Dennis'i en iyi tanıyan isimler arasında yer alan Newey, efsanevi patronla başından geçen bir olayı anlattı.
"Ron'un en sevdiği rengin gri olduğunu hepimiz biliyoruz. McLaren fabrikasındaki her şey -benim ofisim dışında- gri veya siyahtı."
"Ofisimde koyu renkli maun bir tavan, siyah bir masa, siyah pencere çerçeveleri ve koyu kahverengi renginde bir sandalye vardı. Ofise gidince ortamdan dolayı kendimi kaybediyordum. O zamanlar her gün gece yarılarına kadar çalışırdım ve gece geç saatlerde oda çok sıkıcı ve kasvetli bir hâl alırdı."
"Perşembe günü Macaristan GP'si için ofisimden ayrılıyordum ve fabrika yöneticisinden ofisimi biraz daha neşeli hâle getirmesini istedim. Yani güzel bir mavi renk olursa fena olmazdı."
"Macaristan'dan döndüğümde ofisime girdim ve karşımda siyahlar içinde parlayan mavi bir ofis gördüm. Çok memnun oldum, mutluluk vericiydi. Ama aynı şeyi Ron için söyleyemem."
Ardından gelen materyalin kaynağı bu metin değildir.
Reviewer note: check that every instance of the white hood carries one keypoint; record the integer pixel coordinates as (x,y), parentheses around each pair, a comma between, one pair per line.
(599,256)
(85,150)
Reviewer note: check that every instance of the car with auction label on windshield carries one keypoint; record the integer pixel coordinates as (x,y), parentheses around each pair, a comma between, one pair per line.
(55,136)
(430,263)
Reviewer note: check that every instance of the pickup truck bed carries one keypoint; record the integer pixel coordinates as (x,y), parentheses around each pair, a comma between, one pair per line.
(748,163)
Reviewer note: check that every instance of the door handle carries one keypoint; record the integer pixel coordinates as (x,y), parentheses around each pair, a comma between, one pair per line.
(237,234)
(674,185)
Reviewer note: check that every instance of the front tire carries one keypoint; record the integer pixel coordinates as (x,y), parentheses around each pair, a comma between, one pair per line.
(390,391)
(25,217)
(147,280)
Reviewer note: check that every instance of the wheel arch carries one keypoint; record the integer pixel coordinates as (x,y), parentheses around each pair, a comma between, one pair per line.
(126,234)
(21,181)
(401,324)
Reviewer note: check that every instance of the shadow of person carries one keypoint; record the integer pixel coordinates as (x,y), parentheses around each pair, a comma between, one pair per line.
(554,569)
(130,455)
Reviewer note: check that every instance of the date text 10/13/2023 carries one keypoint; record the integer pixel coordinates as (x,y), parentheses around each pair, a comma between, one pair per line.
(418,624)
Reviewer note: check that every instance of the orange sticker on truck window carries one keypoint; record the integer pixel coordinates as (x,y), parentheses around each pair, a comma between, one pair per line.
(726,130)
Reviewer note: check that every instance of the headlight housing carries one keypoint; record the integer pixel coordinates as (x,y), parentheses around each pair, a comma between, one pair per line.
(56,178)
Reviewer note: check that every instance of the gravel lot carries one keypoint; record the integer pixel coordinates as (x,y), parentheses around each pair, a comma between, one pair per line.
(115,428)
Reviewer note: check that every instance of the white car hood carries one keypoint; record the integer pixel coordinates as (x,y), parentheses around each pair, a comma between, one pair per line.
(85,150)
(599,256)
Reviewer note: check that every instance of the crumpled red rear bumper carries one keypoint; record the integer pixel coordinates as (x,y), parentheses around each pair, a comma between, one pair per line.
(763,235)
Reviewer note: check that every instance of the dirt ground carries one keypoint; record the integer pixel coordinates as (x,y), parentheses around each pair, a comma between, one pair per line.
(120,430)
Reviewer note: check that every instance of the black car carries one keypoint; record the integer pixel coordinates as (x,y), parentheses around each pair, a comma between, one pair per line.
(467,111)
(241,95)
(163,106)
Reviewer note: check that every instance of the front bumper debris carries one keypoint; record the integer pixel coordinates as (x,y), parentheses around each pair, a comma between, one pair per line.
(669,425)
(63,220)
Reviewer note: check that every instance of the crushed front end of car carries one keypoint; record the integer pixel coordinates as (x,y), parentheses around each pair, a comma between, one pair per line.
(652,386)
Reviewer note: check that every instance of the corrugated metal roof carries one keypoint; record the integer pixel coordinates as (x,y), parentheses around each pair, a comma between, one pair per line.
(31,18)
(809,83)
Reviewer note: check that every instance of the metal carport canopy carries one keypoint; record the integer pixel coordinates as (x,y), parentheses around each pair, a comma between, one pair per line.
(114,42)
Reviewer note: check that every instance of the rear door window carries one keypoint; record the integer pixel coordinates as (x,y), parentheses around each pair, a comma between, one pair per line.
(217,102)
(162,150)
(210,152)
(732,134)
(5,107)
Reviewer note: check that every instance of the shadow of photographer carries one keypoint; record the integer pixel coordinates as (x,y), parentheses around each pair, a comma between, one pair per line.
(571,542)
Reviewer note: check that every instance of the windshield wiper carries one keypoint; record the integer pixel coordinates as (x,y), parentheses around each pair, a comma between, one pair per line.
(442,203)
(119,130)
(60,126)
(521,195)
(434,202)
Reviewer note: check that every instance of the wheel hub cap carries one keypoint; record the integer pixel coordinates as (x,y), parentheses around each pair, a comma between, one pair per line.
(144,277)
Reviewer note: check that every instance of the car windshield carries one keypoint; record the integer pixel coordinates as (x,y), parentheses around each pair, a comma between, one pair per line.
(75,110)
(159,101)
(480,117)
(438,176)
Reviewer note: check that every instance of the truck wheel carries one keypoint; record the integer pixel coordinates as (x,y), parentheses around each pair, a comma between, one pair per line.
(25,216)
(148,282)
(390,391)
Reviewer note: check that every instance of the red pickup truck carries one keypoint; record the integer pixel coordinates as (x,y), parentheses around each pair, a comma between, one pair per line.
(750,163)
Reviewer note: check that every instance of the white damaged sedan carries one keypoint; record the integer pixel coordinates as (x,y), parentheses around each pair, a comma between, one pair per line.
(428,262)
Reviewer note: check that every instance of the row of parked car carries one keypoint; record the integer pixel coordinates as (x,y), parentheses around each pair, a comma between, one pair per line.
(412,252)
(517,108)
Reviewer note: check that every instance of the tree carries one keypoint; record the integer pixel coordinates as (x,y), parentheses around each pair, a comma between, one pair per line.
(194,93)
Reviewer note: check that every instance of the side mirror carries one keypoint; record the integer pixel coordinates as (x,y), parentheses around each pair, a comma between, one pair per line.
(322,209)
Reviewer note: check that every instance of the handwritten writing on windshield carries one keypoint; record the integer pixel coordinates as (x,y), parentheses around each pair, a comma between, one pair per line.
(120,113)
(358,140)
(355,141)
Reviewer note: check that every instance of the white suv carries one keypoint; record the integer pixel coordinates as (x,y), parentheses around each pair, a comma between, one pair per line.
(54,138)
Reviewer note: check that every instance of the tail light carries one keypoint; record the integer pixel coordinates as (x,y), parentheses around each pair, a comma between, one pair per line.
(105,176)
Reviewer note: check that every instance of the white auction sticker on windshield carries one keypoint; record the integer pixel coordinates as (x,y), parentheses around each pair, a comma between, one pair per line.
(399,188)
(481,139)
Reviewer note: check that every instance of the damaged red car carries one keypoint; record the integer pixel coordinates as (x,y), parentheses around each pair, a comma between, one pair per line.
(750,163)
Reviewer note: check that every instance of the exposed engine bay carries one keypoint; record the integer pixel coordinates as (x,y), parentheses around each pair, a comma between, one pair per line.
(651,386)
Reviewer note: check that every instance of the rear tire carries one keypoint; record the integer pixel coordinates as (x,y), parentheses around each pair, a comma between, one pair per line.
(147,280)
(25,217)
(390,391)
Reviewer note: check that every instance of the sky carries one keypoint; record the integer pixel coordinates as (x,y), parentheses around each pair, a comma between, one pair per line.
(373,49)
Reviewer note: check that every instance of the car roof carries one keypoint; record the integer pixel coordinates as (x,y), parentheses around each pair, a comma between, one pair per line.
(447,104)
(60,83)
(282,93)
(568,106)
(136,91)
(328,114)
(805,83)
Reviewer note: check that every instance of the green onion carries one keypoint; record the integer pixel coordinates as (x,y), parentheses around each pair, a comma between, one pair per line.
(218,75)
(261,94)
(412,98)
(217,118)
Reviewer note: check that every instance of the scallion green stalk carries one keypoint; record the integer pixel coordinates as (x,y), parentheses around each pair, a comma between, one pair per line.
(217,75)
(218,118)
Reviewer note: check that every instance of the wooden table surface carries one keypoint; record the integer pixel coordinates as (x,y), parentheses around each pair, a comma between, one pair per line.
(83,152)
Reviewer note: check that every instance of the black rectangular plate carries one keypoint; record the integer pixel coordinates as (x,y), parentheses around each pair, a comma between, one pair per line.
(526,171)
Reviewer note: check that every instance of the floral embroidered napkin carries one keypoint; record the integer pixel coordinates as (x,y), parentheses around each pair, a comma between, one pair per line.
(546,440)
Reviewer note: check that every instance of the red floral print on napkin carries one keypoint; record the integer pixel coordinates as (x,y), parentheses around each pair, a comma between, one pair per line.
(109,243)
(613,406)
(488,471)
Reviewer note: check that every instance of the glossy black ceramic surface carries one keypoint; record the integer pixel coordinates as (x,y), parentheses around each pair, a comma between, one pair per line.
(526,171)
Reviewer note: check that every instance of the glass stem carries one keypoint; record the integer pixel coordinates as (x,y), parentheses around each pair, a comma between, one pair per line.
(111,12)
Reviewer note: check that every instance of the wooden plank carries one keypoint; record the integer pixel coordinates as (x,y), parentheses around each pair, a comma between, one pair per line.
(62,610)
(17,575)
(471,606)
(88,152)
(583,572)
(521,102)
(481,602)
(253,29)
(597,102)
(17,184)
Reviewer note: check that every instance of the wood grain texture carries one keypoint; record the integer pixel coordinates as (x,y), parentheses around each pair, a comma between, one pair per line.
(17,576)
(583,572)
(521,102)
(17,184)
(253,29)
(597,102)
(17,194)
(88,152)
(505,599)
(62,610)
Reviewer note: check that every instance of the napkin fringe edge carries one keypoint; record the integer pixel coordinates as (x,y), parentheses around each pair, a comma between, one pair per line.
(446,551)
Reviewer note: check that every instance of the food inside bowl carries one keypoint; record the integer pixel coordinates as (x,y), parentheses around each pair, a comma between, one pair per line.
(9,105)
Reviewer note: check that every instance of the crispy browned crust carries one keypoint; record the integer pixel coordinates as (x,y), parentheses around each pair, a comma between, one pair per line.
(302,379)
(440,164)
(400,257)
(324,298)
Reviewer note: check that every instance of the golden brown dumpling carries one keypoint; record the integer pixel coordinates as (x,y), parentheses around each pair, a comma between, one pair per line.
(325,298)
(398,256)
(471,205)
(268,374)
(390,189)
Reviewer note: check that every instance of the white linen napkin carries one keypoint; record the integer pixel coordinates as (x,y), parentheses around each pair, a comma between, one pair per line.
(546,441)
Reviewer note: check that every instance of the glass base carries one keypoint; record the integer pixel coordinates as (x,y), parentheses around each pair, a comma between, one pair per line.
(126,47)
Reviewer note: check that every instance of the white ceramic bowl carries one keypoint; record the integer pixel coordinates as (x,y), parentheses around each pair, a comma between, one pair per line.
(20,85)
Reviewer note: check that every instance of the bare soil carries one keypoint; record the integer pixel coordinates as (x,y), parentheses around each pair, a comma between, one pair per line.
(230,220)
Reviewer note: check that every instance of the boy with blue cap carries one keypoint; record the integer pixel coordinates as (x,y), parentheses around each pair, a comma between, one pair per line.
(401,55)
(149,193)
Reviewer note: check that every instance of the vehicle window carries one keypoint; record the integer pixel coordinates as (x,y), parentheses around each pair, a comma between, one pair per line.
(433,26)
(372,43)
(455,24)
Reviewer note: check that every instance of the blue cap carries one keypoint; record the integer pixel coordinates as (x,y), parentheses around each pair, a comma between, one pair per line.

"O gece Ron kaydettiğimiz ilerlemeyi tartışmak için ofisime geldi. Kapıyı açar açmaz dona kaldı. Yüzündeki ifadeyi unutamam! Kapıda öyle duruyordu ve suratı kıpkırmızıydı... Öylece baktı, kapıyı kapattı ve tek bir kelime dahi söylemeden gitti. Ama bu fırtına öncesi sessizlikti. Eşi Lisa'nın yanına gitti ve ona patladı."
"Kapımı ne zaman açsam, siyah beyaz bir fotoğrafın içerisinde yer alan renkli bir kare görüyor gibiydim. Çünkü fabrikada benim odam dışındaki her şey ya siyah ya da griydi."
"Ron Dennis öyle disiplinliydi ki, kahve veya çay içemez, masanın üzerinde sadece bir tane kişisel fotoğraf koyabilirdiniz. Onu da gece eve dönerken saklamak koşuluyla. Çok disiplinli bir ortamdı."
"Ayrıca Sir Norman Foster'ın tasarladığı yeni fabrika da gerçek bir işkenceydi. Uzun beyaz koridorlar düşünün, onlara bir girdiğinizde ofisinize gitmek yarım saatinizi alıyordu."
"Bir gün, ofisime giden yolu kısaltmak için çimenliklerin yanından başka bir yol buldum ve oradan gittim. Ertesi gün bir mail aldım. Mailde eğer ofisime giden gerçek yolu kullanmazsam benim hakkımda soruşturma açılacağı yazıyordu." dedi.